The two sides of web scraping: When data collection becomes a double-edged sword

Emerging AI technology often relies on methods of data collection – such as web-scraping – which can become a double edged sword when not used with safeguards and transparency or in ways that are unlawful. These methods have been used to achieve several key victories for digital rights, but can also be exploitative.

By Hermes Center (guest author) · April 17, 2024

Everyone wants a piece of OpenAI’s innovative generative AI pie. This has come at the expense of two dearly-valued core principles of privacy and digital rights civil society organisations :

  1. Accountability for the spread of harmful or false information,
  2. User control over personal data.

When deploying their latest technologies, companies have been largely overlooking these principles, presenting them as allegedly-necessary trade-offs. Still, nothing seems to be able to burst the generative AI bubble.

This blog will address the second core-principle, namely user control over personal data.

The reflections in this article have been triggered by the Italian Data Protection Authority’s public consultation regarding webscraping. This is the same authority that once imposed the national ban of ChatGPT because it was being trained on personal data, a practice violating data protection laws. Italian citizens had not expressed consent to OpenAI’s use of their data, and other legal grounds had not been met by the company.

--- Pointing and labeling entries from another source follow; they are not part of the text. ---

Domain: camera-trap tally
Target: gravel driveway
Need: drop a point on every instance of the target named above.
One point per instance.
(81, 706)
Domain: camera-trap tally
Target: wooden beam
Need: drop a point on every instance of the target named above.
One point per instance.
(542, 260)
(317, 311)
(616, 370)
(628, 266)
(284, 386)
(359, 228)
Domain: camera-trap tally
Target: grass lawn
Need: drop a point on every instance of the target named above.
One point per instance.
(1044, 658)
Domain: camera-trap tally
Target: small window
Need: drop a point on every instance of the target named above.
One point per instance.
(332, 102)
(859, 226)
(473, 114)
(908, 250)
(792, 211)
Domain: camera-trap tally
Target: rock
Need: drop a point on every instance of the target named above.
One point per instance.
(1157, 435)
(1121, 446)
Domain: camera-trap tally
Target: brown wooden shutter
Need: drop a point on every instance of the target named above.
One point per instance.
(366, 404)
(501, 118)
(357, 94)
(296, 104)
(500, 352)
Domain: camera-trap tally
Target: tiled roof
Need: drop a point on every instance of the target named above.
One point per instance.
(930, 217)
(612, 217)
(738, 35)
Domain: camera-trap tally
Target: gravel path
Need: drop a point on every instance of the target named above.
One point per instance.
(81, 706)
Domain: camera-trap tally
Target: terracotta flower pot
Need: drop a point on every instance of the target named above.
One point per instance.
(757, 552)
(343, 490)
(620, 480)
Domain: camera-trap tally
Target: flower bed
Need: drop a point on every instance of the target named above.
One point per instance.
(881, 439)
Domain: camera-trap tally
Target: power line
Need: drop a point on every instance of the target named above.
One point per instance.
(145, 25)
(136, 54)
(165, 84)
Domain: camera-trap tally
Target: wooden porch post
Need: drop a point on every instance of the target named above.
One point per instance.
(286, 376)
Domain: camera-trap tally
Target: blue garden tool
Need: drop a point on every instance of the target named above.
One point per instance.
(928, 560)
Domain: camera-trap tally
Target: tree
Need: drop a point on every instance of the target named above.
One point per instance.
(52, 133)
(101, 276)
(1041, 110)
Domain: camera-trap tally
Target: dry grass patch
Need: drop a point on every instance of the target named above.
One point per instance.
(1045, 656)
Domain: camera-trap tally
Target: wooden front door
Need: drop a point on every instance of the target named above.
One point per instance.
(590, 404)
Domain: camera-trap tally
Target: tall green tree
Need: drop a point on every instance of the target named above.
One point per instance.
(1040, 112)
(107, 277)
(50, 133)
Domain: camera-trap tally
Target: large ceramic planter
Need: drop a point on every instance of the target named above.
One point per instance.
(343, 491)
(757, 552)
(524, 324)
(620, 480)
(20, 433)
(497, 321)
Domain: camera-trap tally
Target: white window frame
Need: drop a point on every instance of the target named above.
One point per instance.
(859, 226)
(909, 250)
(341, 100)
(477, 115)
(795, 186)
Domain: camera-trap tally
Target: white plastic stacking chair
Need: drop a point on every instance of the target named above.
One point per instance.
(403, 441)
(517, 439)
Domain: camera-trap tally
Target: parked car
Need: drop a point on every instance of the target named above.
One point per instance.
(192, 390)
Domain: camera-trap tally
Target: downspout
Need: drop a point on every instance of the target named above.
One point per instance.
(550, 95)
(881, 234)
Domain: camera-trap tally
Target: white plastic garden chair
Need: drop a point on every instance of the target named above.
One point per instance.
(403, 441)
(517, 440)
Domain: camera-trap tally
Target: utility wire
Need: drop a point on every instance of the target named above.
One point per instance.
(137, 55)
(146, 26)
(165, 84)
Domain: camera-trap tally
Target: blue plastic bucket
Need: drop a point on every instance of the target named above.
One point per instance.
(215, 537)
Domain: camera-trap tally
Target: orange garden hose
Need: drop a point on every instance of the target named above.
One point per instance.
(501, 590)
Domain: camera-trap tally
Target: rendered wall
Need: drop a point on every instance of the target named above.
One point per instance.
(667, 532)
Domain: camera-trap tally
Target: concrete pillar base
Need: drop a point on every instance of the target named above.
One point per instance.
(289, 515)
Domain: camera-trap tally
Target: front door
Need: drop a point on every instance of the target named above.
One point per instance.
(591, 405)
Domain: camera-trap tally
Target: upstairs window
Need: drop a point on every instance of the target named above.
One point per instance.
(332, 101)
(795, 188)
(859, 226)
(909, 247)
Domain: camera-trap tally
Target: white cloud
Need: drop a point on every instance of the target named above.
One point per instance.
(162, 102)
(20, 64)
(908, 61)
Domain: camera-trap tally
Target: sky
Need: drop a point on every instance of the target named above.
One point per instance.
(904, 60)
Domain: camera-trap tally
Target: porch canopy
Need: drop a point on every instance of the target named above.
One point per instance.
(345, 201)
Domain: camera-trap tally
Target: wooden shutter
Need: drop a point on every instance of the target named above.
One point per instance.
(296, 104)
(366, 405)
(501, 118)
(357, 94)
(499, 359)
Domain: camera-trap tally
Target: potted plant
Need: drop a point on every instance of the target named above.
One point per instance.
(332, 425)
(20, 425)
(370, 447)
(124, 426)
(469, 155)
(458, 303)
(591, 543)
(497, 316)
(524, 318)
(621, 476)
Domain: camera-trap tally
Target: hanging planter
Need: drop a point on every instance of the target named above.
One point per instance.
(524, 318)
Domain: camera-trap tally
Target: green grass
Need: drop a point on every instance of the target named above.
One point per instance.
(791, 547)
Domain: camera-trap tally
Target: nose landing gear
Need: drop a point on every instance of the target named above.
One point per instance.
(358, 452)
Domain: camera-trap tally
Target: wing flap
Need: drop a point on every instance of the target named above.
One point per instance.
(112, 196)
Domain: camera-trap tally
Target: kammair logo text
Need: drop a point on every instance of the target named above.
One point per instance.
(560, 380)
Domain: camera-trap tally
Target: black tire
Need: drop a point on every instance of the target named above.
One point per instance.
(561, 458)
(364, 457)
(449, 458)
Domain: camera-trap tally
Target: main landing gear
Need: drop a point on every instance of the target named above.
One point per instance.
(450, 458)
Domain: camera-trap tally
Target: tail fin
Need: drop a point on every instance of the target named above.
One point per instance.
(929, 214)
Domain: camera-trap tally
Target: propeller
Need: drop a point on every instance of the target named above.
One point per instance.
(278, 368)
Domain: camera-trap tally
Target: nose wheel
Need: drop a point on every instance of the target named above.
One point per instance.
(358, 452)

In March 2024, the same Authority asked OpenAI whether the training process for Sora (the new, soon-to-be-released generative AI video tool) had exploited personal data. In an interview with the Wall Street Journal, Mira Murati, OpenAI’s Chief Technical Officer (CTO) claimed she didn’t know where the videos came from. This response was preposterous. No CTO of a company whose success depends on the quality of the data used to train its models can pretend they don’t know the answer.

We can all agree that ethical training methods exist, ones that don’t involve secrecy, and which respect and protect people’s personal data. But the competitive tech landscape often rewards companies that avoid criticism, even if it means ignoring ethical concerns. Between the transparent-and-honest and Closed-and-abusive approaches towards AI development, the current context of cutthroat venture capital investors seems to reward the latter.

Scraping vs. Spidering. Not just a lexical mistake

One of the reasons the open web is so functional is that it allows for the indexing of public content. This is done by constantly fetching new content to extract relevant keywords. It’s the search engines’ very job, and it’s automatic, periodic, and necessary for the functioning of the modern web.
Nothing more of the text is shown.